Isaiah Healing Oil
Prophet Isaiah, voice of divine wisdom and messenger of God’s truth, we turn to you in reverence and seeking. Your words have echoed through the ages, guiding us towards the path of righteousness and understanding. As you proclaimed the promises of hope and redemption, we pray for your intercession in our lives today. Grant us the insight to discern God’s will and the courage to follow it faithfully. May the spirit of prophecy that animated your words inspire us to speak truth, seek justice, and show compassion to those in need. Prophet Isaiah, be a guiding light in our journey of faith, and may your teachings continue to resonate in our hearts, leading us closer to the divine. Amen.

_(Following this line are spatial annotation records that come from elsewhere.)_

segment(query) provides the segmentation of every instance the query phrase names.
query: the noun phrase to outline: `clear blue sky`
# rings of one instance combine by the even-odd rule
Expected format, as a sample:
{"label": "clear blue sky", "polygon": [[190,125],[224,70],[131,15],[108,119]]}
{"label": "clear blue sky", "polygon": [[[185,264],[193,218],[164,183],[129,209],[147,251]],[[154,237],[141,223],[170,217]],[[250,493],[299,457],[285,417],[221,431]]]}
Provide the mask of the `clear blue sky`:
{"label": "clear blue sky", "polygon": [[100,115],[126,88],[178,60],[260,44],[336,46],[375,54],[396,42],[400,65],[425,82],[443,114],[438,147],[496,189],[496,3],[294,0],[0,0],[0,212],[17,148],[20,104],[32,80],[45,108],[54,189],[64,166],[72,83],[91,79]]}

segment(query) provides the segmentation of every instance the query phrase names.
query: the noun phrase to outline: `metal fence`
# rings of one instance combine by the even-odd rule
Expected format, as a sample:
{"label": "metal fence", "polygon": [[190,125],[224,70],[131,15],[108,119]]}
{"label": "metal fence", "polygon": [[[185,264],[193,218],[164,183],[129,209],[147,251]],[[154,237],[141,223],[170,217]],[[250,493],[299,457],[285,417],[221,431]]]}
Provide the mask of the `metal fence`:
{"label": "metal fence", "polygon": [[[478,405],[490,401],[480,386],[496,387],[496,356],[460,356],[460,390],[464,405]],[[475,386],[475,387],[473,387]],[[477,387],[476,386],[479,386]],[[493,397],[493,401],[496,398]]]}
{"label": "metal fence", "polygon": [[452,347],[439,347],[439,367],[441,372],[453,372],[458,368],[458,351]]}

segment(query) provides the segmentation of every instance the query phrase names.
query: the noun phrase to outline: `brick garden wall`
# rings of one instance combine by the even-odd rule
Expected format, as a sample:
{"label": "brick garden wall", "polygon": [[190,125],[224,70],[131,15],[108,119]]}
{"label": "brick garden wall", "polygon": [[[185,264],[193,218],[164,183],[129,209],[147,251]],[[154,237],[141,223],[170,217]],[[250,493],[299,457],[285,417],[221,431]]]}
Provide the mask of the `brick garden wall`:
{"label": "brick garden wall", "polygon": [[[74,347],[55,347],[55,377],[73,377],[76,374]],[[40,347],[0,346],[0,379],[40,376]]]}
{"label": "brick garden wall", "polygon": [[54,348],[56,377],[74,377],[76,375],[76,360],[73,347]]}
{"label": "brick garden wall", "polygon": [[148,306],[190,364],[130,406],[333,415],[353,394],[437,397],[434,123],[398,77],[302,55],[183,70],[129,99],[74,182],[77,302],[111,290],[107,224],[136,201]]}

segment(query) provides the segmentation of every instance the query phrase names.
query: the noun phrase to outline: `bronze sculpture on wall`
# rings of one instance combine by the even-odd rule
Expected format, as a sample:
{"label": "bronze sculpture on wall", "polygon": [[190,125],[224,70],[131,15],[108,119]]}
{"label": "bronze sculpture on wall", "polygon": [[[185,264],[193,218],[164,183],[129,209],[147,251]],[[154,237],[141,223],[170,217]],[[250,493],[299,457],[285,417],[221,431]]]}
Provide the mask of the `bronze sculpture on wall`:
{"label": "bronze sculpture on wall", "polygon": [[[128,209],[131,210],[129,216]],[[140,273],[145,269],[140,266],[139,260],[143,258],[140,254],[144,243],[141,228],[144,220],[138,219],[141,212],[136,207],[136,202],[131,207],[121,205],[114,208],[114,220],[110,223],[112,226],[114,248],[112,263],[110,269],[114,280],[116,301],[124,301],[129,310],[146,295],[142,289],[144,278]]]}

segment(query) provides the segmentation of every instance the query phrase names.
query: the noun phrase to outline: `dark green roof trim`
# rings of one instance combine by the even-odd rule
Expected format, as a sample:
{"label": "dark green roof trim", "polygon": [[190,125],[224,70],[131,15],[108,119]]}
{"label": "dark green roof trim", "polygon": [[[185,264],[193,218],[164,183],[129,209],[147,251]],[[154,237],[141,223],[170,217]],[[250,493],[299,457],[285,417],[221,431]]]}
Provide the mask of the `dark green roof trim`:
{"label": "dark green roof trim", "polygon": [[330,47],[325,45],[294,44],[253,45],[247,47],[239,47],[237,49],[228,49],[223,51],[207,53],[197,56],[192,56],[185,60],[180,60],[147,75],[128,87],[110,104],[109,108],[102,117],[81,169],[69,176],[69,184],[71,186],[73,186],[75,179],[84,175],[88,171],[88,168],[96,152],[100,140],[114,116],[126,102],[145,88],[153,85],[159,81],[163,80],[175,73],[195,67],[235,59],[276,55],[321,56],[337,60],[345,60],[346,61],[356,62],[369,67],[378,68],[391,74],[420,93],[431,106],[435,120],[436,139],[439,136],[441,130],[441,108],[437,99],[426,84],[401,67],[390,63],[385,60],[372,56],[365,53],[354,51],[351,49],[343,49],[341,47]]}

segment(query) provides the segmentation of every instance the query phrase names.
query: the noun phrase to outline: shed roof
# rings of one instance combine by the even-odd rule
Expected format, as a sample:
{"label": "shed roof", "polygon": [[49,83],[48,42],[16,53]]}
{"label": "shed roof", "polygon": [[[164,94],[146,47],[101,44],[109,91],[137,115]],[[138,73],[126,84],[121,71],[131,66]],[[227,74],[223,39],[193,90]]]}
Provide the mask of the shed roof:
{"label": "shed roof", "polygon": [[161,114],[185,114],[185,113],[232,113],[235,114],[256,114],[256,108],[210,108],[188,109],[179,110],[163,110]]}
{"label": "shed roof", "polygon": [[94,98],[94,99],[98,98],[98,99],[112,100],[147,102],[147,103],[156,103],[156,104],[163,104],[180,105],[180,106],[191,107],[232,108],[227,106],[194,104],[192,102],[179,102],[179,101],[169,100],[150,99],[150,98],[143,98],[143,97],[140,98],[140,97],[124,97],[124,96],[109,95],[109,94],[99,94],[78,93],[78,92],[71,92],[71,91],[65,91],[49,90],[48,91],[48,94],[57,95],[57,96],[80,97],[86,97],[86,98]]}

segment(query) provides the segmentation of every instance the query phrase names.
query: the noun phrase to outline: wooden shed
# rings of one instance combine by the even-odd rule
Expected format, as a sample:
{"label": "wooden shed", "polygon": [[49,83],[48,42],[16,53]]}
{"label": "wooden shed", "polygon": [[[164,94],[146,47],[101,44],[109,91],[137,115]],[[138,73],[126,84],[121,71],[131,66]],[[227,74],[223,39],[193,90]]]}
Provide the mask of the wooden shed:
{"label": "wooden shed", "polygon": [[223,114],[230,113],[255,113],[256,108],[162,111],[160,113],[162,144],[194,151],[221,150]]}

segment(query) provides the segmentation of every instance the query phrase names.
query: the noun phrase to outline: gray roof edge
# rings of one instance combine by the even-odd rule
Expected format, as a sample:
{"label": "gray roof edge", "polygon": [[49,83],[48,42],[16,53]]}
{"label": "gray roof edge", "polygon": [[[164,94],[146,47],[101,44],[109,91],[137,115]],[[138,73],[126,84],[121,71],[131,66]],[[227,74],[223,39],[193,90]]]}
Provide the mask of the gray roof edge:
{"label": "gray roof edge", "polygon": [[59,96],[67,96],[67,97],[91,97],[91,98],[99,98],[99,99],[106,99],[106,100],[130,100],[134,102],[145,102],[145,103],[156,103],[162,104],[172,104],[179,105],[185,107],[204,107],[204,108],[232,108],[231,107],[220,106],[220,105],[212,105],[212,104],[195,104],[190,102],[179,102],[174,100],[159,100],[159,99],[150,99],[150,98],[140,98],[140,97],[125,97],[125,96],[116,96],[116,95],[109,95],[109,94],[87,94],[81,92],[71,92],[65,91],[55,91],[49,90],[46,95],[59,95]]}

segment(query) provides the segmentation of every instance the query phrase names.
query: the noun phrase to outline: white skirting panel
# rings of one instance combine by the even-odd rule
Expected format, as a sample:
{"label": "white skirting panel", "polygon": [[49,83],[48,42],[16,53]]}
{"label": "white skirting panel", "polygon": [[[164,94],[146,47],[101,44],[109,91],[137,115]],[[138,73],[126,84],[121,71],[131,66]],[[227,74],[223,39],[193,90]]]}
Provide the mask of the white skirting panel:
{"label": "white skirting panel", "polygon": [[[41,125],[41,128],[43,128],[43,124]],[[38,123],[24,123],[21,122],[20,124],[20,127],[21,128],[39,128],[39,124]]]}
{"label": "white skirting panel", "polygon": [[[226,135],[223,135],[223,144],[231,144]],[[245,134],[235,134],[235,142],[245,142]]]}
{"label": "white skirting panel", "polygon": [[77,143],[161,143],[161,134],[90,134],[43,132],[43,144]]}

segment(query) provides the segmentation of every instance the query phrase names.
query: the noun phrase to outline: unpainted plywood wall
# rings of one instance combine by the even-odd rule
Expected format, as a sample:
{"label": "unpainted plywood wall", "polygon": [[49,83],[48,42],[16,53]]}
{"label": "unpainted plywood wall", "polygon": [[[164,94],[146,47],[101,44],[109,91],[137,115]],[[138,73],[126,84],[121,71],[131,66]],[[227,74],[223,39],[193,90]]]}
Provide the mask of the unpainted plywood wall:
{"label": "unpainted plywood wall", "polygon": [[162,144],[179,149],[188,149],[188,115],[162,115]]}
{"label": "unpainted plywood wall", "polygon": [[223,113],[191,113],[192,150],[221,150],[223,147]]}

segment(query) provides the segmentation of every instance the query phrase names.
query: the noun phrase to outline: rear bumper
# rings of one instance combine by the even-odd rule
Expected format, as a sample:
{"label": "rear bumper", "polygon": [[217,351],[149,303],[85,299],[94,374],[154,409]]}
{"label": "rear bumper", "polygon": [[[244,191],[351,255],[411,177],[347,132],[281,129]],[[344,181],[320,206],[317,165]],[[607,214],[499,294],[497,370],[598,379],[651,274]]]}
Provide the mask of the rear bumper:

“For our struggle is not against flesh and blood, but against the rulers, against the authorities, against the powers of this dark world, and against the spiritual forces of evil in the heavenly realms.”
Isaiah Healing Oil was the 8th-century BC Israelite prophet after whom the Book of Isaiah is named.
Within the text of the Book of Isaiah, Isaiah himself is referred to as “the prophet”, but the exact relationship between the Book of Isaiah and the actual prophet Isaiah is complicated.
The first verse of the Book of Isaiah states that Isaiah prophesied during the reigns of Uzziah (or Azariah), Jotham, Ahaz, and Hezekiah, the kings of Judah.
According to some modern interpretations, Isaiah’s wife called “the prophetess”, either because she endowed with the prophetic gift. Like Deborah and Huldah, or simply because she was the “wife of the prophet”. They had two sons, naming the eldest Shear-jashub, meaning “A remnant shall return”. And the youngest, Maher-Shalal-Hash-Baz, meaning, “Spoil quickly, plunder speedily.”
Isaiah receives his vision of the Lord’s house. A stained glass window at St. Matthew’s German Evangelical Lutheran Church in Charleston, South Carolina.
Soon after this, Shalmaneser V determined to subdue the kingdom of Israel, taking over and destroying Samaria (722 BC). So long as Ahaz reigned, the kingdom of Judah untouched by the Assyrian power. But when Hezekiah gained the throne, he encouraged to rebel “against the king of Assyria”, and entered into an alliance with the king of Egypt.
Then Isaiah the son of Amoz sent unto Hezekiah, saying: “Thus saith the LORD, the God of Israel: Whereas thou hast prayed to Me against Sennacherib king of Assyria,
this is the word which the LORD hath spoken concerning him: The virgin daughter of Zion hath despised thee and laughed thee to scorn; the daughter of Jerusalem hath shaken her head at thee.
Whom hast thou taunted and blasphemed? And against whom hast thou exalted thy voice? Yea, thou hast lifted up thine eyes on high, even against the Holy One of Israel!”